- Directed by: Stanley Jackson
- Written by: Stanley Jackson
- Produced by: Gudrun Parker Tom Daly
- Narrated by: Percy Rodriguez
- Cinematography: Grant McLean
- Edited by: Stanley Jackson Gudrun Parker George Brandt
- Music by: Eldon Rathburn
- Production company: National Film Board of Canada
- Release date: 1948;
- Running time: 30 minutes
- Country: Canada
- Language: English

= Who Will Teach Your Child? =

Who Will Teach Your Child? is a 1948 Canadian short documentary, directed by Stanley Jackson for the National Film Board of Canada.

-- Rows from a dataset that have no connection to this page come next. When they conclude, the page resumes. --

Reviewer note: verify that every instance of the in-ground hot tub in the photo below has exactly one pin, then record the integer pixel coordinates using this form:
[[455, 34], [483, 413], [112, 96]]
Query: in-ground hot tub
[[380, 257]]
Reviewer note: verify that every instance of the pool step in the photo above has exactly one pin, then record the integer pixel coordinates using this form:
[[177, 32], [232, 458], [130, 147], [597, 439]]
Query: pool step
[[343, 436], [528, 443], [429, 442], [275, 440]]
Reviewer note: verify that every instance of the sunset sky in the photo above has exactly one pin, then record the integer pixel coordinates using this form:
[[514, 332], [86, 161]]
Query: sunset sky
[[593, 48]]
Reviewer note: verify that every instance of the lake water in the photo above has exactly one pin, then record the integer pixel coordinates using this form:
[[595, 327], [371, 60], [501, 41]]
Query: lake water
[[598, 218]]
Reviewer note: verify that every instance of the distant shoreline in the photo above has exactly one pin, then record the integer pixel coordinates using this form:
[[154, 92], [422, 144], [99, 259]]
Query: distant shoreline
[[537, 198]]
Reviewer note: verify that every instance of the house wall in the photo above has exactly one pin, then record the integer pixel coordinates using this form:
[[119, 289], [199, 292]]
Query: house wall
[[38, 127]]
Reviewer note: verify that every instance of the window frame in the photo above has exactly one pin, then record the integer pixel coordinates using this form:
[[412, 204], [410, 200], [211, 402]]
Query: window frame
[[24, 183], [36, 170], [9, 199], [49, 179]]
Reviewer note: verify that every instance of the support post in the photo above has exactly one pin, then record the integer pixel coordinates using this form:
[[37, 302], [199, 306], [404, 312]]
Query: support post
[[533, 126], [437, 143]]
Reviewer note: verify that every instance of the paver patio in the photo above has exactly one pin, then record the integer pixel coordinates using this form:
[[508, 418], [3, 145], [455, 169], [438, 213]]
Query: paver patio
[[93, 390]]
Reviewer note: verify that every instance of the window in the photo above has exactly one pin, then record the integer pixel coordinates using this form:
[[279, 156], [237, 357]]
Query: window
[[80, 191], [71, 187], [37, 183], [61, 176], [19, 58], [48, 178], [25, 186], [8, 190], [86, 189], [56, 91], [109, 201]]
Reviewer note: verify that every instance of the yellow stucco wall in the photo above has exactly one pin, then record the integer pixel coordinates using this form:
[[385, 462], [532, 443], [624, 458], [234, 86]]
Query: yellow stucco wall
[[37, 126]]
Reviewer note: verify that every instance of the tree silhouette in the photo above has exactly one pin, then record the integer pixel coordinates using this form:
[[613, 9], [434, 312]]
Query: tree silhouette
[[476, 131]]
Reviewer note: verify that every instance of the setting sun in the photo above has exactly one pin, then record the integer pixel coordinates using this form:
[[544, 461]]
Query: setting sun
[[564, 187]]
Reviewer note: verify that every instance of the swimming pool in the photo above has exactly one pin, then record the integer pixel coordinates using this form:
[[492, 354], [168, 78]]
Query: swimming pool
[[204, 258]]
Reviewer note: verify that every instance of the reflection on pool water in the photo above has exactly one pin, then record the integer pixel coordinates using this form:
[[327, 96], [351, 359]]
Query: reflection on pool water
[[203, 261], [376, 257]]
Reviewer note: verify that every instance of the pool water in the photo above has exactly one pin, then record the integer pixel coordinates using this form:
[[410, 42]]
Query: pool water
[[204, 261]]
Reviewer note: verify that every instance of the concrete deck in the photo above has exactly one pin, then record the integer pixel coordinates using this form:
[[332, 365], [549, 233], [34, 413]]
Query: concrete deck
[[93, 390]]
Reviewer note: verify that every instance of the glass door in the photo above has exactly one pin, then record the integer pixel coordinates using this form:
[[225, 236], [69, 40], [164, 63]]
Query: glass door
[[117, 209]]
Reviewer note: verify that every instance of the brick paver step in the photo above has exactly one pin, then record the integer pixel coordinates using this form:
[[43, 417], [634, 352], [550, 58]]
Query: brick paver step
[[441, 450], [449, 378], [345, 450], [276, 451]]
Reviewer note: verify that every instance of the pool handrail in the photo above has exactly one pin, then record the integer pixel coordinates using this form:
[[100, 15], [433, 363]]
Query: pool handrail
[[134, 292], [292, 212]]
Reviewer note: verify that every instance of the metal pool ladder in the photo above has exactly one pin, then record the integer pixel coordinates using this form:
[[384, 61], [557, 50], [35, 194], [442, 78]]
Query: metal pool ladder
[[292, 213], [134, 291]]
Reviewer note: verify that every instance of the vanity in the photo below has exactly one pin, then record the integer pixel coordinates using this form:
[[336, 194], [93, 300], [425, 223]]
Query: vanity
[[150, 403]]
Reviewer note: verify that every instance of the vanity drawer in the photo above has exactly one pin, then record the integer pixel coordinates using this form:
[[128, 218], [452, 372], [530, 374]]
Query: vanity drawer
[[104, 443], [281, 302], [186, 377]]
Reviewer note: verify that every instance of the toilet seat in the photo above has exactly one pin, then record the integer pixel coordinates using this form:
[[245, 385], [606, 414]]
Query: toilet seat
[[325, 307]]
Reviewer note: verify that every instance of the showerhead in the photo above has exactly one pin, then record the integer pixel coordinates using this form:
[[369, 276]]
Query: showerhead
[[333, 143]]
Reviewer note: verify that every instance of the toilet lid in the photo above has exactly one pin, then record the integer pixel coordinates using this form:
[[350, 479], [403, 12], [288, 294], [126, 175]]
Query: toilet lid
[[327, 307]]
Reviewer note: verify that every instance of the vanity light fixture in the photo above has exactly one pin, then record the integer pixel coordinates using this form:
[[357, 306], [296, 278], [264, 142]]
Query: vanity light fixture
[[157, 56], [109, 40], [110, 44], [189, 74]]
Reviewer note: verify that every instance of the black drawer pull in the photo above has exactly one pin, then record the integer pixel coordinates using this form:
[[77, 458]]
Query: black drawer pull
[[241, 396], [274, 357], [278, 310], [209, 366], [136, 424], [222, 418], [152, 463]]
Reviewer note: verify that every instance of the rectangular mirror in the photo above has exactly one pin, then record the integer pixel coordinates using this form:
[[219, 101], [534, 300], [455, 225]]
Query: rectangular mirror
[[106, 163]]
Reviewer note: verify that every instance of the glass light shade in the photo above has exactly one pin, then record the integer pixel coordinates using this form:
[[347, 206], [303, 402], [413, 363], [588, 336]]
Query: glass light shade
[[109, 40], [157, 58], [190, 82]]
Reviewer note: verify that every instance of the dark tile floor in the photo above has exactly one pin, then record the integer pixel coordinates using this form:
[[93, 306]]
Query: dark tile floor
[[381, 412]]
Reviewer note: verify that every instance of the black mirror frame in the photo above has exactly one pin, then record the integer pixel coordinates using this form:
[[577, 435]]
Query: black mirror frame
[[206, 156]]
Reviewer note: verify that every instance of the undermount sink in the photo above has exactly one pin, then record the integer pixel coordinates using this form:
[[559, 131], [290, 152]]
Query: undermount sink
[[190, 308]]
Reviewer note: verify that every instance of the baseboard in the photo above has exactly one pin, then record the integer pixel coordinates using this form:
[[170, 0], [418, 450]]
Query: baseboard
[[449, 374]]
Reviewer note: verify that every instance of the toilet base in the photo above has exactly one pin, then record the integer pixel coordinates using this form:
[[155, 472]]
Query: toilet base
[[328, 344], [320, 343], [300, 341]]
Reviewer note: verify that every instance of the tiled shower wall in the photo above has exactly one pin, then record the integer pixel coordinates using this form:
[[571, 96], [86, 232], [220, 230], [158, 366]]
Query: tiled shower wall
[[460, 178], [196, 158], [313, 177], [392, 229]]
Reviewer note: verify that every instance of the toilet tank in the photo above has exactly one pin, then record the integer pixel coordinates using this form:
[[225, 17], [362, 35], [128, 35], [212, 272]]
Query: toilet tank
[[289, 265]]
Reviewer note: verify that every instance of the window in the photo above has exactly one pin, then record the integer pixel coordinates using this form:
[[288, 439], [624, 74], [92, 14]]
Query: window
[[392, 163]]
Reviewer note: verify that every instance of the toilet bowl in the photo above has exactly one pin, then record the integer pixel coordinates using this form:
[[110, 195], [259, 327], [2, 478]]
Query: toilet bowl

The film is about the importance of elementary and high school teachers in the development of children, mixing commentary with dramatic enactments of various potential classroom incidents acted by real Ottawa-area students and teachers. It is an analysis of the teacher’s vital role in a child’s development and asks three important questions: how can the teaching profession attract people of superior ability, to the teaching profession; how should these people be trained, and how can they be persuaded to stay in the teaching profession, as opposed to moving on to more lucrative careers.

Who Will Teach Your Child? won the Canadian Film Award for Best Theatrical Short Film at the 1st Canadian Film Awards in 1949. The film was also named by Scholastic Teacher magazine as one of the ten best films about education distributed in the United States in 1949.